Theory of object-oriented design, classes, interfaces, inheritance hierarchy, and correctness; abstract data types, encapsulation, formal specification with preconditions, postconditions and invariants, and proofs of correctness; object-oriented software, objects and classes, genericity, inheritance, polymorphism, and overloading; single and multiple inheritance, programming by contract, subclassing as subcontract, specification, and verification; programming language examples include C+ +, Java, Smalltalk, and Eiffel.
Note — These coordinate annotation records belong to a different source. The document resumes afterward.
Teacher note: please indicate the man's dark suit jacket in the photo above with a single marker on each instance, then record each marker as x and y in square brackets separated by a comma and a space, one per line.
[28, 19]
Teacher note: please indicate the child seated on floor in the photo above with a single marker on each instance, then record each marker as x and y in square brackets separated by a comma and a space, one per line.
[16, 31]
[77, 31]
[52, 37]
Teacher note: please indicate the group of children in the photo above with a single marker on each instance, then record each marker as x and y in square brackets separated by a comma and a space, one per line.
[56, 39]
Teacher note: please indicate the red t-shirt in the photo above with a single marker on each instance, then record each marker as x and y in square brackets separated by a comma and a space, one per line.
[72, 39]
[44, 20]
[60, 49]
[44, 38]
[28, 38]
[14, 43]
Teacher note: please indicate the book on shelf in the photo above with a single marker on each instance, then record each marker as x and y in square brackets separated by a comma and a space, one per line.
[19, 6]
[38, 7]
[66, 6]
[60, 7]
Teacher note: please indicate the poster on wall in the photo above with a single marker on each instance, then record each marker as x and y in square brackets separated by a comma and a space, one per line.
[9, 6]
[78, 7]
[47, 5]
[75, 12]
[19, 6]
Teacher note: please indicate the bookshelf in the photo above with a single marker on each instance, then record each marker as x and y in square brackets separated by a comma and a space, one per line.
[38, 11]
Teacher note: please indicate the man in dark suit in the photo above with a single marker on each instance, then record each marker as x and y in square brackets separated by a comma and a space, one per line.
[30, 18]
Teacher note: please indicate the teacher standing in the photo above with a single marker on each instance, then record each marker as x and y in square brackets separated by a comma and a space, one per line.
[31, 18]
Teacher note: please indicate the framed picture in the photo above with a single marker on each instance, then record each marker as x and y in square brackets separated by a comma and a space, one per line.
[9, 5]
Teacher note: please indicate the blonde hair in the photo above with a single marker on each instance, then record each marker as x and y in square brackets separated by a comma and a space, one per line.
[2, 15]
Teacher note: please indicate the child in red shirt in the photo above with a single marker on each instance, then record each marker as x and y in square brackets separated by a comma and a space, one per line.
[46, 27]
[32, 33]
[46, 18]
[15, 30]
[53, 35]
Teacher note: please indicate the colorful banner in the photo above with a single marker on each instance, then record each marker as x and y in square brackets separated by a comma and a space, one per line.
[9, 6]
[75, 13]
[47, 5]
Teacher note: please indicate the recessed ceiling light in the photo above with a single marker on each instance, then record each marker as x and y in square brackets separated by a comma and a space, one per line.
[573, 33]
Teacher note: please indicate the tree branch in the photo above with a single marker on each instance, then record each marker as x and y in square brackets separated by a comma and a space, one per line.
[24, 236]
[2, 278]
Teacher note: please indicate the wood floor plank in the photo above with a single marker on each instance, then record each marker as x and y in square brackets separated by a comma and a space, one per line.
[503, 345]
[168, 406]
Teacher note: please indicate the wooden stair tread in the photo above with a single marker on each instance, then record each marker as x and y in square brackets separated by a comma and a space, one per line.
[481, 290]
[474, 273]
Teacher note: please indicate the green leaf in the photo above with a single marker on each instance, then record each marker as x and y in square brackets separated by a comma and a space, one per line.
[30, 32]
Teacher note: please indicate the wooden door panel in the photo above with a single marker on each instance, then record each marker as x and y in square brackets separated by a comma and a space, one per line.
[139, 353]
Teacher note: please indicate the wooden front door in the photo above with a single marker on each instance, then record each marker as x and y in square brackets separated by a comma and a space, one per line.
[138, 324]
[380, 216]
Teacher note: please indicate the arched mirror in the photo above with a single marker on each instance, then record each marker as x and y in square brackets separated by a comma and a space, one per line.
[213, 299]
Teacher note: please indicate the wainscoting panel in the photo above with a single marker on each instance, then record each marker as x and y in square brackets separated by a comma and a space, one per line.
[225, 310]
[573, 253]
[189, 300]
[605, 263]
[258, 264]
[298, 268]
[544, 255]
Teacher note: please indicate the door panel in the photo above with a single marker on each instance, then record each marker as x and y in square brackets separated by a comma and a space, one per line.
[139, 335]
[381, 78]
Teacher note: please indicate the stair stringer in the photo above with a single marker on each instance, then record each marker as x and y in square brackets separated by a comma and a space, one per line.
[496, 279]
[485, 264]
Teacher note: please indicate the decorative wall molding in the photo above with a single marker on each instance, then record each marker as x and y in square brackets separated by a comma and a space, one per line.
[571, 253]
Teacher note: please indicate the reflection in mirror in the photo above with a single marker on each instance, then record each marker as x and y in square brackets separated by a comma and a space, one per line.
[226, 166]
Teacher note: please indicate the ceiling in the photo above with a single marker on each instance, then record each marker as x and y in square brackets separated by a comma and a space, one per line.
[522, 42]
This course covers the computing background for large-scale enterprise computing, including the outsourcing of computing to the cloud. The course includes developing and deploying web and microservice applications in the cloud for both client-facing and B2B applications. The course also considers cloud support for enterprise integration and Internet of Things, and NoSQL data stores such as CosmosDB. Finally, the course considers virtualization and its role in the cloud, including security in virtualization. Cloud computing: SaaS and PaaS (e.g., Azure App Service). Web applications in the cloud: ASP.NET MVC. Enterprise Web services: gRPC and Web API. Serverless applications and microservices. Gathering and processing data using NoSQL data stores, e.g., CosmosDB. Enterprise blockchain: Azure Confidential Ledger and Quorum Blockchain Service. Virtualization as the basis for scalable enterprise and cloud computing: Xen, KVM, z/VM. Secure virtualization, e.g., Security Enhanced Linux (SELinux). Programming experience with Java or C# is required.

This course covers the issues in designing and engineering large enterprise and cloud-based software systems. Such systems are distributed and require increasingly complex inter-enterprise as well as intra-enterprise coordination. Technologies such as Web Services and cloud computing provide platforms for building such systems, and architectures such as microservices and cloud-native applications, event-driven architecture (EDA), domain-driven design (DDD), representational state transfer (REST), command query responsibility segregation (CQRS), serverless and blockchain are idioms for structuring such systems. Data modeling includes E-R designs, XML and JSON Schemas, NoSQL data models, semantic data modeling (OWL), and object-relational mapping (ORM). Process modeling includes BPMN, Workflow and Petri nets. The course includes hands-on application of the concepts with tools such as Jakarta EE and Eclipse MicroProfile, Docker, Kubernetes and Kafka, and Hyperledger Fabric. Knowledge of Java or C# is required.

In software problem areas that require exploratory development efforts, those with complex requirements and high levels of change, agile software development practices are highly effective when deployed in a collaborative, people-centered organizational culture. This course examines agile methods, including Extreme Programming (XP), Scrum, Lean, Crystal, Dynamic Systems Development Method, and Feature-Driven Development to understand how rapid realization of software occurs most effectively. The ability of agile development teams to rapidly develop high-quality, customer-valued software is examined and contrasted with teams following more traditional methodologies that emphasize planning and documentation. Students will learn agile development principles and techniques covering the entire software development process from problem conception through development, testing and deployment, and will be able to effectively participate in and manage agile software developments as a result of their successfully completing this course. Case studies and software development projects are used throughout.

Introduction to the design and querying of relational databases. Topics include relational schemas; keys and foreign key references; relational algebra (as an introduction to SQL); SQL in depth; Entity-Relationship (ER) database design; translating from ER models to relational schemas and from relational schemas to ER models; functional dependencies; and normalization.